In January of 2002 the results of his physical revealed he had been suffering from colon cancer in for quite some time. It was then decided that he must seek treatment. He went in to the hospital to have a foot of his colon removed and six months of chemo would follow. We both made it through this time. It was then I began to realize that I was going to have to care for my father in the same way that I had with my mother. It was very hard but I knew he needed me to support him and to do all the things that were necessary to get him back to health. A year had gone by and he had finished all his treatment. He began suffering from a sore throat. The doctor said it was the result from the 6 months of chemo.

In January of 2003 I made an appointment for my father to see a specialist. Upon finishing his examination of my father it was discovered that the cancer had come back in the throat. I remember feeling so helpless thinking about how he had been through so much already; the passing of his wife and then the colon cancer. Well. we had to get over the shock pretty quick and decide on the best method of treatment for him. There were two options: surgery, which meant the total removal of his voice box or chemo and radiation.

As his daughter and caregiver I did all the research I could on the treatment of this type of cancer. We discussed the ramifications with my father. He decided he wanted to go through the radiation and chemo. He underwent 35 sessions of radiation and three rounds of chemo. It was almost as if “we” did. I was with him all the time. As you can imagine, it was pretty hard on him. He suffered a lot more from the side effects of the treatments this time and became incredibly weak. Sometimes it seemed as if we were living at the hospital because we were there every day for almost three months. He came through it and after having two sets of biopsies he remained cancer free for about 4 months.

As I look back and remember how many times my father and mother both were there to take care of me in my time of need, it helps me to know how important it is for me to be there for them. I also have a daughter, Elizabeth, age 11 who I have taken care of since birth. She was born premature weighing only 4 lbs with cerebral palsy only in the right side of her body. The CP was discovered when she was one year old. Needless to say, when we were told of the diagnosis I was totally devastated. However, through the love, support and help of both my parents, I learned to open to help her in any way that she needed; most of all I developed patience. As you can imagine she has required a great amount of special care, but she is my special child who has brought me nothing but joy and happiness since her birth. She wears braces on her upper and lower right extremities and has suffered with asthma as well.

In coping with the care of Elizabeth, it better prepared me to cope with the others in my family during the time of their need. The strength I grew to embrace from caring from Elizabeth helped me to be stronger in all other areas of my life. She has done remarkably well and this brings joy to my life. She is strong like her grandparents and a fighter in spite of what may come across her path.

Elizabeth is such a loving, giving child and she has been the light in all our lives.
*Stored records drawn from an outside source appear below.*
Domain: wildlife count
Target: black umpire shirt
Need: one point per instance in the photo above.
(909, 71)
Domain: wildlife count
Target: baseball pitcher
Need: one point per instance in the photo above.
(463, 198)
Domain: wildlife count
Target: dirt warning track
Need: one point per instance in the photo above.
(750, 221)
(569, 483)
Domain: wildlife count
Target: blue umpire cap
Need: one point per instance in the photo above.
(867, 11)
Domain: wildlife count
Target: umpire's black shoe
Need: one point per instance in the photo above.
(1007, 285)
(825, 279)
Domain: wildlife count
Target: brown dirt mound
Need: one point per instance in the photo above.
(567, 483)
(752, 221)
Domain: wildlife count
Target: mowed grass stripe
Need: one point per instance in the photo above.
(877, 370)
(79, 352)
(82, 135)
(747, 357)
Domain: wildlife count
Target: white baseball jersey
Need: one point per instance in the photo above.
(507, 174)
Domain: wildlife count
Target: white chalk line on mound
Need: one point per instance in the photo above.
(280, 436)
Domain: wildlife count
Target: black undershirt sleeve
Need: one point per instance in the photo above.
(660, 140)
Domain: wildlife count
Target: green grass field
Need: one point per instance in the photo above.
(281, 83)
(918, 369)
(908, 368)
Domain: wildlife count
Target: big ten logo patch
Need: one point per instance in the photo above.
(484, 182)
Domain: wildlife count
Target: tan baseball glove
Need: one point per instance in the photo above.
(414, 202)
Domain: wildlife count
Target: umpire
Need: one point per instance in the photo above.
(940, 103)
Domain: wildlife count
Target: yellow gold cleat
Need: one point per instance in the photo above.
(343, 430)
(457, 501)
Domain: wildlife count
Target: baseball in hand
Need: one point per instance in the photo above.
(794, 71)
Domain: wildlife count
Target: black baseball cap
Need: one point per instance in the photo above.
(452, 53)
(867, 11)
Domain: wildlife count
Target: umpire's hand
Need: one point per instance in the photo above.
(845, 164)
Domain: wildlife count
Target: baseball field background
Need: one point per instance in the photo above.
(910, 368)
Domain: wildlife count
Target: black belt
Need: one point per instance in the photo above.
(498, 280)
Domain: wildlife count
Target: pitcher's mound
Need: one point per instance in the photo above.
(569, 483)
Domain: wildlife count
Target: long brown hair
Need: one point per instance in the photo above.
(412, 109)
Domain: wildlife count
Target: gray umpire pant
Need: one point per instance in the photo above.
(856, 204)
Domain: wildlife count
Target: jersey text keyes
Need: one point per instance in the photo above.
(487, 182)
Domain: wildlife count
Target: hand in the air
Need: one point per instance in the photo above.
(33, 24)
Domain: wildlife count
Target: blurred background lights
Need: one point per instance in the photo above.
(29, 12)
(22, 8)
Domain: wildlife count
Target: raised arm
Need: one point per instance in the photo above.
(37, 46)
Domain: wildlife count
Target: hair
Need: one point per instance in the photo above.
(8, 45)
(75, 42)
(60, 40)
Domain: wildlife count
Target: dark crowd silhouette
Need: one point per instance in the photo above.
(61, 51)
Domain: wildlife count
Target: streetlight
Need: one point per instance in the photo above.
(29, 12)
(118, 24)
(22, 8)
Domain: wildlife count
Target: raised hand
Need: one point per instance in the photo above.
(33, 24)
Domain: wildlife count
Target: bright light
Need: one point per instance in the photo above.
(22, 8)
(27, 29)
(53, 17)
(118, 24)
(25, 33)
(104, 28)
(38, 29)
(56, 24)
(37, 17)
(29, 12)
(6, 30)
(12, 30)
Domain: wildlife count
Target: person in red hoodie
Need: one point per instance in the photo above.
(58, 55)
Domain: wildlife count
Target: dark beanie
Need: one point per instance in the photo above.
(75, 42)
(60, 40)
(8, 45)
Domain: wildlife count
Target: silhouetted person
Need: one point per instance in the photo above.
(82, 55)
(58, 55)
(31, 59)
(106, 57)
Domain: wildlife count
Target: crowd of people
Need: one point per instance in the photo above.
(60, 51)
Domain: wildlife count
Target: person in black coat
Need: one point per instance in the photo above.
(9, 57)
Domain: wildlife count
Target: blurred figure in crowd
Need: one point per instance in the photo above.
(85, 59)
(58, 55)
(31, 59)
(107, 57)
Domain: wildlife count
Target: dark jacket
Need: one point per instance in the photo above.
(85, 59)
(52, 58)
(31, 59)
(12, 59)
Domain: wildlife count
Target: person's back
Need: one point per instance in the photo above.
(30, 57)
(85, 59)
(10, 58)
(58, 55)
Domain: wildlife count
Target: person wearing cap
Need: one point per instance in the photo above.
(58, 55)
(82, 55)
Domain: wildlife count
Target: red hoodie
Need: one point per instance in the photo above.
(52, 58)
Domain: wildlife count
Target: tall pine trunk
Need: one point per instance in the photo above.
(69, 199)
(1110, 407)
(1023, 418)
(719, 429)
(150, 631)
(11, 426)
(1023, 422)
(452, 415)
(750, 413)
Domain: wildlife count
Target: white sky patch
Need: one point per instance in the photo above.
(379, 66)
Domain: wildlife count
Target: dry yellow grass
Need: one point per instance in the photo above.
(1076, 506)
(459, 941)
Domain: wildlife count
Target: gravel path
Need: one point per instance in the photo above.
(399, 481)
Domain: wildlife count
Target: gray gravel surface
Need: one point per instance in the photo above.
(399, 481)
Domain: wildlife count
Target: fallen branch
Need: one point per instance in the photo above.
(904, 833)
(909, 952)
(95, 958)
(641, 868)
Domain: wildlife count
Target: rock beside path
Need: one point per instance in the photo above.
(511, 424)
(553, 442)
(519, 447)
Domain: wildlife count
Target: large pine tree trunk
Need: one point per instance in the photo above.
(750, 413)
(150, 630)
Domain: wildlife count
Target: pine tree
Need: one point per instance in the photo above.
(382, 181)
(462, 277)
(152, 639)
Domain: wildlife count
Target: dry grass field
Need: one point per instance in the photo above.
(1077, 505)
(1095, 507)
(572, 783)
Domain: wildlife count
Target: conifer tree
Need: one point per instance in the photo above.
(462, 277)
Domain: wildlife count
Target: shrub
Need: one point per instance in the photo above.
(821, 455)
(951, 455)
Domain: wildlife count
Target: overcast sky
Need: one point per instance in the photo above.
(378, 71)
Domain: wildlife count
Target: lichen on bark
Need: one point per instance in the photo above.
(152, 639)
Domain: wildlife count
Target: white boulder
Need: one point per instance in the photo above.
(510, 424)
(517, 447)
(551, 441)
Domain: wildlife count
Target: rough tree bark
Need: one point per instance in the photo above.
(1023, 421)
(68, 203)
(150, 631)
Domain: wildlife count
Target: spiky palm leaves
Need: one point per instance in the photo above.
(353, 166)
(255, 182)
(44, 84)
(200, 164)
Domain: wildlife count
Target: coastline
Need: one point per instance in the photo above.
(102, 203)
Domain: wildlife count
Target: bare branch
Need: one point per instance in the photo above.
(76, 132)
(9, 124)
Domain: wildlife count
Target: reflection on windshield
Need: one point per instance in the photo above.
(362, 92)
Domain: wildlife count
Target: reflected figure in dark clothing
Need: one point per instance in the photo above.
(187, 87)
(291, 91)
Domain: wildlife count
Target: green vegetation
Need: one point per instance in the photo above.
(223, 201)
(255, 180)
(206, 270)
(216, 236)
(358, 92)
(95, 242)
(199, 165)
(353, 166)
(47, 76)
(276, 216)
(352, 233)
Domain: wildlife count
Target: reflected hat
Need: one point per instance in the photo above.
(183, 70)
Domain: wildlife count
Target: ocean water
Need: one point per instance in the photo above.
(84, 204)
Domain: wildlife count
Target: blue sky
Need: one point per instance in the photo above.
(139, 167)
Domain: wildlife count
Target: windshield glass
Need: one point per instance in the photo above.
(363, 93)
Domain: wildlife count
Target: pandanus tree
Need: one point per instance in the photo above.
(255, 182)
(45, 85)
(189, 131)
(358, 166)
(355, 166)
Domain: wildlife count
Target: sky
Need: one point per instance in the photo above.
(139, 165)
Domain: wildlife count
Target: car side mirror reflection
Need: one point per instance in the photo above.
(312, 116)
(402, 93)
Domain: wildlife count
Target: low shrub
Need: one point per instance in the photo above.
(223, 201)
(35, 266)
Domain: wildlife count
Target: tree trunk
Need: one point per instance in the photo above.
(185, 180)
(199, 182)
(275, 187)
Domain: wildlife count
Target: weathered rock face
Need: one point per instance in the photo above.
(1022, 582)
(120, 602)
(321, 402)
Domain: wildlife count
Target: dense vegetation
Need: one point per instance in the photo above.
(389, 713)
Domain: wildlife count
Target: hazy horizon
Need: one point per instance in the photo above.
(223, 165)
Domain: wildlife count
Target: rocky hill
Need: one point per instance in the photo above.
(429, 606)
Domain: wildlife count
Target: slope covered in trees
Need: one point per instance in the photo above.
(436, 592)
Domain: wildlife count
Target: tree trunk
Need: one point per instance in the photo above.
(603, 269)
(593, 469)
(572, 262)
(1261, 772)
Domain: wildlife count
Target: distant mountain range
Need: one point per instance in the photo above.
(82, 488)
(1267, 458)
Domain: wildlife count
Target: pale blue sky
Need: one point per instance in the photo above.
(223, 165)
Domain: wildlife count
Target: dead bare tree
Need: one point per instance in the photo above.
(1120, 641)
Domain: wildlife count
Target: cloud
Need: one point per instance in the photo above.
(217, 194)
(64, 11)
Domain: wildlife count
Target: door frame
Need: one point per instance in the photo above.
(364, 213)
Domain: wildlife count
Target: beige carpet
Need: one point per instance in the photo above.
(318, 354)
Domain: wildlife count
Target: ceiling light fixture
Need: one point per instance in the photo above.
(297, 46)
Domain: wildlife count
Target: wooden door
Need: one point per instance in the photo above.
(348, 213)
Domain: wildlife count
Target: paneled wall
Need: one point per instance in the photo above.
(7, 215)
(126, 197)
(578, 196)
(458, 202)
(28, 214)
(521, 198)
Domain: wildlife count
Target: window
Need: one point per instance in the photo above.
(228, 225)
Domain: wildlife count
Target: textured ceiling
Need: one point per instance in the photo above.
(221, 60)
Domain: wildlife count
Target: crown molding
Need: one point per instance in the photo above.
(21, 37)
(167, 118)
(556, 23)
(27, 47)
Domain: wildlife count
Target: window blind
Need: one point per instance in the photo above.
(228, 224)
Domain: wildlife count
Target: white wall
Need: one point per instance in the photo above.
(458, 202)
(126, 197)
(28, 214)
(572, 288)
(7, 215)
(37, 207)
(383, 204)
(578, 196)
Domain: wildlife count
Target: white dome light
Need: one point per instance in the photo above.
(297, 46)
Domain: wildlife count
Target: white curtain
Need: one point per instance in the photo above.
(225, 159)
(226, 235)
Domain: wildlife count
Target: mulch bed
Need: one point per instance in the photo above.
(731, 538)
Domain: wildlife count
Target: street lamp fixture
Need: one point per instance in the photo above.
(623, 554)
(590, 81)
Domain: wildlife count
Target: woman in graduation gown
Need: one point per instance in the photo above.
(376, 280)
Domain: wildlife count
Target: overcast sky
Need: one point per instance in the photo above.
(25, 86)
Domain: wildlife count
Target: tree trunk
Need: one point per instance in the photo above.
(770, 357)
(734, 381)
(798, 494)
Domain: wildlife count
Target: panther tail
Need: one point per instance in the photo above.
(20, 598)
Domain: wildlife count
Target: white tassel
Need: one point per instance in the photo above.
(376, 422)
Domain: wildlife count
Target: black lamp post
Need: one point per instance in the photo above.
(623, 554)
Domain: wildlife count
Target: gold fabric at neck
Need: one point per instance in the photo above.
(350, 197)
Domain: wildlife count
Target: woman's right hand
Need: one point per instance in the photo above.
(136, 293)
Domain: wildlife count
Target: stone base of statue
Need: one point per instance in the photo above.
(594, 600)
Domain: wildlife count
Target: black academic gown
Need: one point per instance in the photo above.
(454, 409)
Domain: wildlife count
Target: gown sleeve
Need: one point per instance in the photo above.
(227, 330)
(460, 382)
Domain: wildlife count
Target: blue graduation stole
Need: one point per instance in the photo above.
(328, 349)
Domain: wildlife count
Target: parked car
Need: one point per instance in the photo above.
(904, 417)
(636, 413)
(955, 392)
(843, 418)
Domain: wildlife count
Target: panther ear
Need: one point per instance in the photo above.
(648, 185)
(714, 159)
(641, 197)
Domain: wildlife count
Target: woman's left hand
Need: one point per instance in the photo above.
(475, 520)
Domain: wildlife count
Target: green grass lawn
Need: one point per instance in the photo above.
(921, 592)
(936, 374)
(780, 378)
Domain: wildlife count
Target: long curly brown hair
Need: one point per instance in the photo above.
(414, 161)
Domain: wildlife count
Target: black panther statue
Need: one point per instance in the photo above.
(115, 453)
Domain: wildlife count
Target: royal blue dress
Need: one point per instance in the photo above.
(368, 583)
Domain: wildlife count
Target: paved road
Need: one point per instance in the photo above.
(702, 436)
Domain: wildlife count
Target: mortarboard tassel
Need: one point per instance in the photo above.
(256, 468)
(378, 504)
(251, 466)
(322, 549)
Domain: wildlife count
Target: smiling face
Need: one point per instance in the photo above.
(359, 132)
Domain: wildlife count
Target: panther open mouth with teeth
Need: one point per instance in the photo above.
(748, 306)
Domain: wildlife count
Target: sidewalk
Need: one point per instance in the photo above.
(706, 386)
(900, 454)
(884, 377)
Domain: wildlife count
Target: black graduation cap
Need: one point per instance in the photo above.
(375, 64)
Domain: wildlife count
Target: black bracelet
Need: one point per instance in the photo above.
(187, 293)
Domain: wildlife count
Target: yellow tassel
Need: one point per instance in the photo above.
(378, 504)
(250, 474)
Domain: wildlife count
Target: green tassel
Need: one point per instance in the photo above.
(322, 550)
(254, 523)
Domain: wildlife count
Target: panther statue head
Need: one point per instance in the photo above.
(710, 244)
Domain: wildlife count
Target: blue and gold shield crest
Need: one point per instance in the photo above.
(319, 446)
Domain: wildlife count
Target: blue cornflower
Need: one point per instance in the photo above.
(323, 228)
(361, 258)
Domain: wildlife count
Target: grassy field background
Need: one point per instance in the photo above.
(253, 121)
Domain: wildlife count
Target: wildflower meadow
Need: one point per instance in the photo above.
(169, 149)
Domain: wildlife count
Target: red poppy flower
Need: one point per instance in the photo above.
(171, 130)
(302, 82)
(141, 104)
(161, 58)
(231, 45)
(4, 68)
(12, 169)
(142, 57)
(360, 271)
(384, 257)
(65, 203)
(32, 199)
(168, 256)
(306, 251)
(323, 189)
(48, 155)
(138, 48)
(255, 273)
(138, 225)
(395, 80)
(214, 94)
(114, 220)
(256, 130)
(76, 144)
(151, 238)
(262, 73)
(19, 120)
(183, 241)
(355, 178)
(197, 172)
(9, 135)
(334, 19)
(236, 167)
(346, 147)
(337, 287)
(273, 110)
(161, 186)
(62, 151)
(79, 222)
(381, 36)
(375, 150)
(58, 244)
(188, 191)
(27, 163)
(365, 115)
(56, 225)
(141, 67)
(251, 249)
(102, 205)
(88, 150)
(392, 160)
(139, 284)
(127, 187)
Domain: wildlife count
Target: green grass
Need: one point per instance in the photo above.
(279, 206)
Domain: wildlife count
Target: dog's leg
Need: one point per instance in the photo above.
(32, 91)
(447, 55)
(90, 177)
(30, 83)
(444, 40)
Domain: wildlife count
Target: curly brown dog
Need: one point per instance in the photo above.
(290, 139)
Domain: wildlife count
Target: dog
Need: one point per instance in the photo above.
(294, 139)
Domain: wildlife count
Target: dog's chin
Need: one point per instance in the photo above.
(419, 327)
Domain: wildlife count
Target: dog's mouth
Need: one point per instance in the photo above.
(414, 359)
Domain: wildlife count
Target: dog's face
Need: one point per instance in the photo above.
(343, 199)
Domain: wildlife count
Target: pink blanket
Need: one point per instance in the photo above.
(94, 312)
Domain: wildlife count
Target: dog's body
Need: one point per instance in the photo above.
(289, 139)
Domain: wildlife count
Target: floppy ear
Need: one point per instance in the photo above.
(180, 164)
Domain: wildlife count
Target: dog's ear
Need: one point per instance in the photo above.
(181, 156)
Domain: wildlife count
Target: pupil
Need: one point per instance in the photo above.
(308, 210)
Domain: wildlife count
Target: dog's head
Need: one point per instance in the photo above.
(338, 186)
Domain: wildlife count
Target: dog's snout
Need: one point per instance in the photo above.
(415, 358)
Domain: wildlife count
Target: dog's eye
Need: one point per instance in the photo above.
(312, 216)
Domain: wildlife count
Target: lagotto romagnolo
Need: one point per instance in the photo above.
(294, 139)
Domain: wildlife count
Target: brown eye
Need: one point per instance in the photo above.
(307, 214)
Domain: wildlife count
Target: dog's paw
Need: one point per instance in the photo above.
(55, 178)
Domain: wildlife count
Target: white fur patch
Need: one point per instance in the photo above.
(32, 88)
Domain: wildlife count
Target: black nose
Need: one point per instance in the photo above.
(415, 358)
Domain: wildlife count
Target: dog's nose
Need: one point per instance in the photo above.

I call her my special angel.

There were so many times that I wanted to give up. I was so tired and I would get so frustrated until I found the Empowering Caregivers chat and the Empowering Caregivers website. I have found great relief through the out reach, guidance and support groups They have helped me to understand that caring for someone is so very important; they have shown me how to cope and take time out for myself. I greatly appreciate all that they have offered me through this difficult time as my dad’s caregiver. I have learned patience and understanding. However, I believe the most important thing I have learned is that the quality of life is much more important than quantity of life and the care and patience given to the person can really make a difference in their life; a difference in their health; yes, it truly can improve their healing process and the quality of their health.